BEIJING, June 19 (Yonhap) -- South Korea and China are still arranging the "specific date" for an upcoming visit by President Xi Jinping to South Korea, China's foreign ministry said Thursday, expressing hope that the trip will boost bilateral relations.
Xi has been widely expected to make a state visit to South Korea in the first week of July for a summit meeting with President Park Geun-hye. Japanese media reports, including one by Kyodo news agency, said earlier in the day that Xi will make a two-day visit to Seoul from July 3.
"The two sides are in close communications on the specific date of the visit," China's foreign ministry spokeswoman Hua Chunying told reporters at a regular press briefing, when asked about the Japanese media reports.
"The relevant information will be released in a timely fashion," Hua said, voicing hopes that the upcoming visit will help promote bilateral ties.

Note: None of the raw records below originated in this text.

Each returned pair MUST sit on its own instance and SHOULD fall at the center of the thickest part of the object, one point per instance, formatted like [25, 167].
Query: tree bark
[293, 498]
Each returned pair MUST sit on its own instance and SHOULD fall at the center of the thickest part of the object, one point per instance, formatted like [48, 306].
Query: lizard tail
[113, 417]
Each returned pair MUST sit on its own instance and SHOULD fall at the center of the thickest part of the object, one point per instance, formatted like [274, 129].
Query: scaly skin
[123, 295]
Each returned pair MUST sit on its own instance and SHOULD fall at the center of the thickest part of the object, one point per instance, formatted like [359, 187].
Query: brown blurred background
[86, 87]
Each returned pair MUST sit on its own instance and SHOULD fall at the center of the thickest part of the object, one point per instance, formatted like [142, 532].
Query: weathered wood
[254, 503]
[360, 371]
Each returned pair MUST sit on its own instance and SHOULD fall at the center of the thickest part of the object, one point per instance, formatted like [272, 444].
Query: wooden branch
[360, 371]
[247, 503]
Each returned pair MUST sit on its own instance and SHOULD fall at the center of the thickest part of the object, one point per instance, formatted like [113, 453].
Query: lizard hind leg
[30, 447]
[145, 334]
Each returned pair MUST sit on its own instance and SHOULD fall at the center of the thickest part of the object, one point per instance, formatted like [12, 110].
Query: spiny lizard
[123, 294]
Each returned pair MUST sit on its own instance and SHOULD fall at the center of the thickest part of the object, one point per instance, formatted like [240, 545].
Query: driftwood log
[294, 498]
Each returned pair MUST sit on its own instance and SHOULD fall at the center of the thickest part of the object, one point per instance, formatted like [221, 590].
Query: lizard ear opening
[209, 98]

"Through President Xi's visit to South Korea, we hope that we can further promote the development of our bilateral relationship so that we can make a positive contribution to the peace and stability of Northeast Asia and the Asia-Pacific as a whole," Hua said.
North Korea's nuclear ambitions and ongoing free trade negotiations between Seoul and Beijing are expected to top the agenda of the forthcoming summit.
Diplomatic efforts to induce North Korea to abandon its nuclear weapons have so far produced little progress.
Although South Korea and China have yet to formally announce a date for Xi's visit to Seoul, a top Chinese general told a group of retired South Korean generals this week that the visit would "soon" take place.
Sun Jianguo, deputy chief of general staff of the Chinese People's Liberation Army, made the comments during a meeting on Tuesday in Beijing with the former South Korean generals, China's defense ministry said in a statement posted on its website late Wednesday.
"Sun said that Chinese President Xi Jinping will visit the ROK (South Korea) soon," the statement said.
Sun also raised the issue of what he calls a "right-leaning" move by Japanese Prime Minister Shinzo Abe.
"Currently, the right-leaning Abe administration runs against the trend of history, which rings the alarm bell for us to prevent the historical tragedy from happening again," Sun told the former South Korean generals, according to the statement.